Plusieurs lectures pour mieux recevoir et percevoir vos mots et leurs sens.

"De leurs prières émane un doux parfum, de leurs cris s’échappe un paradis de paroles. L’esprit ils ne l’ont plus hélas ! "

Ce passage est à mon sens celui du poète: vous qui nous invitez à prendre de la graine.
C’est le savoir juste et impétueux de la langue française celle des mots parfois abscons qui n'ont rien à voir avec la littérature proprement dite, où l'inconscient prend forme sonore et dont vous le poète en cueillait l'essence. En l'effleurant cette essence, d’aussi près que vous pouvez....

J'ai été sous le charme....incontestablement.

Au plaisir de vous lire
Cordialement

   jeanphi   
16/12/2023
trouve l'écriture
aboutie
et
aime bien
Bonjour,

Il est peu aisé de se représenter la relation qui régit les différents groupes. Le couple soumis au tango de la tentation exotique, la fragilité de tels rapports, peut-être.
Des images très marquantes malgré ce chao et cette emphase voulus.
Explorez-vous le thème de la contradiction ? On se demande quelles sont les raisons d'être d'un tel écrit alors que ces raisons crèvent l'œil, extérioriser ou simplement faire hommage à l'expérience ou à la vision du narrateur.

   papipoete   
16/12/2023
trouve l'écriture
convenable
et
aime un peu
bonjour Skender
Votre récit pourrait dissuader le lecteur, par la densité de sa prose, et force lignes que cette " cohorte des ombres "
Sans crier " j'ai tout compris ", je retiendrais mon sentiment personnel
- je sais que tu ne les aimais pas, et pourtant ils sont tous venus, pour t'accompagner, même LUI !
NB surement aucun rapport avec le thème ici développé, mais songer à ce moment qui viendra, où l'on se recueillera pour le dernier voyage, autour de qui s'en va.
Se dire que certaines ombres sont peut-être de bonne foi ; ne pas envoyer paître tout le monde... à part les charognards

   Eskisse   
16/12/2023
trouve l'écriture
aboutie
et
aime bien
Bonjour Skender,

Une prose très bien tournée et imagée mais ce qui m'a manqué dans cette poésie en prose, c'est une musicalité plus affirmée. Certains passages ont un rythme : " tu as éclaté/tu m'as fixé / comme on fixe / comme on fixe" mais celui-ci me semble dilué dans l'intégralité du poème.

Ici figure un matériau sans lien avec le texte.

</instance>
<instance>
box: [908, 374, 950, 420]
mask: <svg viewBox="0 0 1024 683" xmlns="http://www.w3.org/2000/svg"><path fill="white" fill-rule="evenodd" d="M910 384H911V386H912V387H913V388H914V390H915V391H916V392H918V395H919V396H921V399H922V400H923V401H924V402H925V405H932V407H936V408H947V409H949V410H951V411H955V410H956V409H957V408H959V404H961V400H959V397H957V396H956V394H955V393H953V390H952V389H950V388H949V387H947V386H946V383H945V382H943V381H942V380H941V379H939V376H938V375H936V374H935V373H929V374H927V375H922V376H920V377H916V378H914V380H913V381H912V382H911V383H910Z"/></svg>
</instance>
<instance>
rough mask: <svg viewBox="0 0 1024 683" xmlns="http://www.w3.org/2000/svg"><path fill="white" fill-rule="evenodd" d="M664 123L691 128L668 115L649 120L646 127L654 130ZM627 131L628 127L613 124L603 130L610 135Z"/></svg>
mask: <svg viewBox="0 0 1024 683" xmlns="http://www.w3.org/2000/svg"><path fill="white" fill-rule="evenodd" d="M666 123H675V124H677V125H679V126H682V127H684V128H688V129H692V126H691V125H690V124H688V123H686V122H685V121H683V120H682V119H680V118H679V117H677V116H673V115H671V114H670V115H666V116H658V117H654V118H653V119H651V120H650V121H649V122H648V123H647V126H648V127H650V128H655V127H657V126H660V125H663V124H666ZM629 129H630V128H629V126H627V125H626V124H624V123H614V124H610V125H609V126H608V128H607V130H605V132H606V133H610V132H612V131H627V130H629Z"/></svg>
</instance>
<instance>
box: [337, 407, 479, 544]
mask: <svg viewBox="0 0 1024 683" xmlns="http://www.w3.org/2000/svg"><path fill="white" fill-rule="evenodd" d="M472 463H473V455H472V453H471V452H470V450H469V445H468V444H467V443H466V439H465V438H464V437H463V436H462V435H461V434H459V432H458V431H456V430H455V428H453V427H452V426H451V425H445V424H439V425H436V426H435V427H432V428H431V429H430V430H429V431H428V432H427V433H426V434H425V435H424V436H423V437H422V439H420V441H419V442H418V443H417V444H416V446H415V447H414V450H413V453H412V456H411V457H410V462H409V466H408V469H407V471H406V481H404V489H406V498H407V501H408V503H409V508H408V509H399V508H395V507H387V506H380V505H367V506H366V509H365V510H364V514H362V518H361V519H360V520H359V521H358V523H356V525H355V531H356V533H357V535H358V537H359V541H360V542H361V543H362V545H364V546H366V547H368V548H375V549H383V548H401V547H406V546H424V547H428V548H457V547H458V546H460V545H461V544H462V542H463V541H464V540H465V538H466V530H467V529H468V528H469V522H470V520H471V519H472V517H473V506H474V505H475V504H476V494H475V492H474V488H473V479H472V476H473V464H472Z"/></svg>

Sur le fond, je vais y aller de mon interprétation toute personnelle : je vois une situation cauchemardesque dans laquelle la cohorte représenterait toutes les raisons qui menacent le couple. La divergence des réactions du couple semble sonner son malheur et la phrase finale appelle l'image d'un Orphée enchaîné. :)

Merci

   Eki   
20/12/2023
trouve l'écriture
aboutie
et
aime beaucoup
Tout ce qui retient, tout ce qui nous abîme, tout ce qui entrave...
Est-ce bien cela la cohorte des ombres ?
Tous ces aléas de la vie, ses grandes peines et doutes qui traversent un couple. Tout ce qui met en péril l'union pour ne pas s'éparpiller sur le chemin de la vie.

C'est ce que j'ai compris de ce texte que j'ai aimé : l'histoire d'un couple "combattant" pour sa survie...

   Skender   
22/12/2023

   Cyrill   
24/12/2023
trouve l'écriture
aboutie
et
aime bien
Bonjour Skender,

les deux premières phrases de cette prose me donnent tout de suite de la matière à images. Je suis avec intérêt ce millier, million d’on ne sait trop quoi qui probablement représentent la cohorte. Le ton de dépit, de colère, de désenchantement, me convainc d’un couple en bout de course, et dont la moitié-narrateur liste les griefs partagés, ces ombres au tableau.
J’aime bien ce que cet écrit soulève de poussière laissée sous le tapis.
Le mélange du trivial et de la métaphore donne un étrange résultat. Je me dis que la poésie peut sauver les restes d’une passion chancelante. Je trouve toutefois que des passages comme « Mais j’avais très envie de refuser moi, d’ailleurs si je m’étais écouté » manquent un peu de classe. On dirait que vous l’avez laissé tel que c’est venu alors que dans l’ensemble, l’écriture est perchée largement plus haut.

Merci pour le partage.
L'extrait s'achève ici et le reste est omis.